In fine i gas di scarico sono convogliati all’interno del vortice creato dall’elica sotto all’imbarcazione, quindi viene drasticamente ridotto il fenomeno del ritorno a bordo dei fumi della combustione che si allontanano dallo scafo insieme alla scia.
Il sistema IPS è molto flessibile ed è disponibile per installazioni doppie, triple e quadruple.
La vasta gamma di gruppi IPS consente a progettisti e costruttori di barche di trovare la giusta alternativa per qualsiasi tipo di barca da 35 a 100 piedi.
Maurizio Santo
Gentilissimo Franco
se non ricordo male o se i racconti sentiti mi confondono l’americano R. Hickman osservò che le navi da carico quando erano scariche riuscivano ad avere una velocità maggiore poichè la grande elica girava semisommersa nell’acqua. infatti con l’assenza di carico il pescaggio diminuiva e l’elica usciva quasi del tutto dall’acqua. Questo motivo spinse Hickman a realizzare e sperimentare la prima trasmissione di superfice.
L’evoluzione dei sistemi di propulsione nel settore nautico non si è ancora fermata.
Un nuovo sistema di trasmissione per imbarcazioni è stato introdotto da Volvo Penta. Si tratta dell’ IPS ( Inboard Performance Systemi. L’innovazione IPS è la più importante realizzazione della Società dall’introduzione del sistema entrofuoribordo Aquamatic nel 1959. Molti leader mondiali nella produzione di imbarcazioni da diporto hanno collaborato allo sviluppo dell’IPS che, sin dalla presentazione, in gennaio 2005, ha immediatamente riscosso un enorme successo. In parole povere, il nuovo sistema è dotato di eliche traenti che lavorano nella direzione del moto dell’imbarcazione, come negli aeroplani.
La Volvo Penta ha realizzato eliche traenti e controrotanti applicate ad un sistema molto simile alla parte terminale di un Piede poppiero. Collocato sotto lo scafo e libero di poter ruotare, il nuovo Inboard Performance System rende le barche più veloci, più silenziose e facili da manovrare. Assicura anche più spazio disponibile a bordo liberando lo specchio di poppa per maggiore comodità dei passeggeri. Le eliche traenti sono in realtà assolutamente logiche, solo che nessuno ne ha sfruttato i vantaggi nel settore della nautica da diporto. Dato che le eliche sono montate all’estremità anteriore dell’unità di propulsione, possono lavorare in acqua indisturbata ed assicurare il massimo dell’efficienza. La scia delle eliche è completamente parallela al fondo dell’imbarcazione e quindi tutta la potenza sviluppata si trasforma in forza di spinta. L’efficienza è inoltre esaltata dalla tecnologia delle eliche controrotanti, dato che vengono eliminate le perdite rotazionali.

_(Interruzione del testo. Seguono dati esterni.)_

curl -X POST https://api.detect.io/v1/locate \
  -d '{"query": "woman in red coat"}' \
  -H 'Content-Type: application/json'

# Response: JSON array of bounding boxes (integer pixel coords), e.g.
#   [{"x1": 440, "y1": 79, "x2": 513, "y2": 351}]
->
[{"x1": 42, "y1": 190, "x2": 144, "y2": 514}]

La manovrabilità a velocità ridotta delle imbarcazioni con linea d’asse convenzionale è severamente limitata perchè il timone può agire solo su una parte della scia dell’elica e la maggior parte della potenza spinge l’imbarcazione in avanti. Con le unità di propulsione governabili, il sistema IPS Volvo Penta assicura prestazioni di manovrabilità completamente diverse. Quando l’unità di propulsione ruota, l’intera scia delle eliche e quindi tutta la potenza viene indirizzata nella direzione desiderata. La barca ruota agevolmente e rapidamente, anche a bassa velocità. E’ inoltre facile da manovrare sia in marcia avanti che in retromarcia. In fine i gas di scarico sono convogliati all’interno del vortice creato dall’elica sotto all’imbarcazione, quindi viene drasticamente ridotto il fenomeno del ritorno a bordo dei fumi della combustione che si allontanano dallo scafo insieme alla scia.
Il sistema IPS è molto flessibile ed è disponibile per installazioni doppie, triple e quadruple. La vasta gamma di gruppi IPS consente a progettisti e costruttori di barche di trovare la giusta alternativa per qualsiasi tipo di barca da 35 a 100 piedi.
chi sa se in futuro troveremo un sistema di trasmissione di superfice traente!